An Interpretive History of Japan
An Interpretive History of Japan consists of six lectures by Professor Emeritus Daniel Okimoto from Stanford University and six corresponding lesson plans.
The curriculum first reflects on the Great East Japan Earthquake on March 11, 2011, the following nuclear accident, and the impact these incidents have had on the country as well as the world. It then explores in depth the contemporary issues of Japan and analyzes Japanese politics, economy, society, and culture from multilateral perspectives.
The lectures are approximately 50-minutes long each, and cover the following topics:
- Lecture 1: Japan’s Geological Factors: Professor Okimoto discusses how Japan’s geography and geological factors have influenced its economics, society, and culture. In addition, issues pertaining to the March 11, 2011 earthquake and tsunami are explored.
- Lecture 2: Japan’s Distinctive History: Professor Okimoto explores distinctive and unique aspects of Japan’s history. In addition, he discusses the differences in perception of Japan’s history between scholars from different countries.
- Lecture 3: Japan’s Economy: A Pioneer at the Crossroads: Professor Okimoto analyzes Japan's SEID model of economic development. In addition, he explores factors behind Japan's economic success as well as its current economic problems.

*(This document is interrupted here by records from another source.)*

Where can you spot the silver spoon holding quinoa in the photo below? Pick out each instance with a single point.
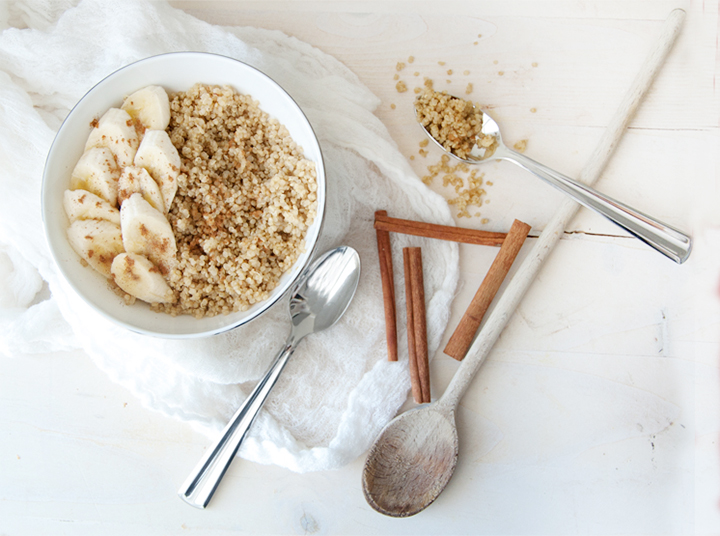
(471, 135)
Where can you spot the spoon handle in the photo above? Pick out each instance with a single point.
(669, 241)
(198, 488)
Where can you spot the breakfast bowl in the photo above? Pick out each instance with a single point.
(174, 72)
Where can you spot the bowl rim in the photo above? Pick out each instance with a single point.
(310, 249)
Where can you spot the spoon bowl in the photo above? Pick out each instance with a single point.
(422, 446)
(318, 300)
(488, 145)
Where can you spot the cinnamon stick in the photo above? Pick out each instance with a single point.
(464, 334)
(440, 232)
(412, 359)
(388, 288)
(418, 326)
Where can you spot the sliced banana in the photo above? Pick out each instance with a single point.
(116, 131)
(139, 277)
(150, 106)
(159, 156)
(136, 180)
(84, 205)
(146, 231)
(97, 172)
(96, 241)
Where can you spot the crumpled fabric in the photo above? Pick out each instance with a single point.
(339, 389)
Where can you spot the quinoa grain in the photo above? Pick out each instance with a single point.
(246, 197)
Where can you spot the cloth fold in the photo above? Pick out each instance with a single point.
(338, 390)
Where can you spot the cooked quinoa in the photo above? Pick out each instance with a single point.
(246, 197)
(455, 123)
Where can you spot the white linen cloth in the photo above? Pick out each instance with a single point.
(338, 389)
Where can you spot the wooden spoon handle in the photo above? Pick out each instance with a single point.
(550, 236)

- Lecture 4: Single Party Governance: Early Benefit and Long-Term Costs: Professor Okimoto explores distinctive aspects of Japan's political system, namely single-party rule. He examines the positive and negative aspects of Japan's political system and discusses topics such as the Yoshida Doctrine, nisei giin, and amakudari.
- Lecture 5: JASA: Asia’s Longest and Most Successful Alliance: Professor Okimoto discusses the Japan American Security Alliance (JASA). He examines reasons behind its longevity and success as well as short- and long-term prospects for its sustainability.
- Lecture 6: Japan’s Rendezvous with the Future: Professor Okimoto discusses social, economic, political, and demographic challenges facing Japan. He discusses their ramifications and explores possible measures that could help ensure a prosperous future for Japan.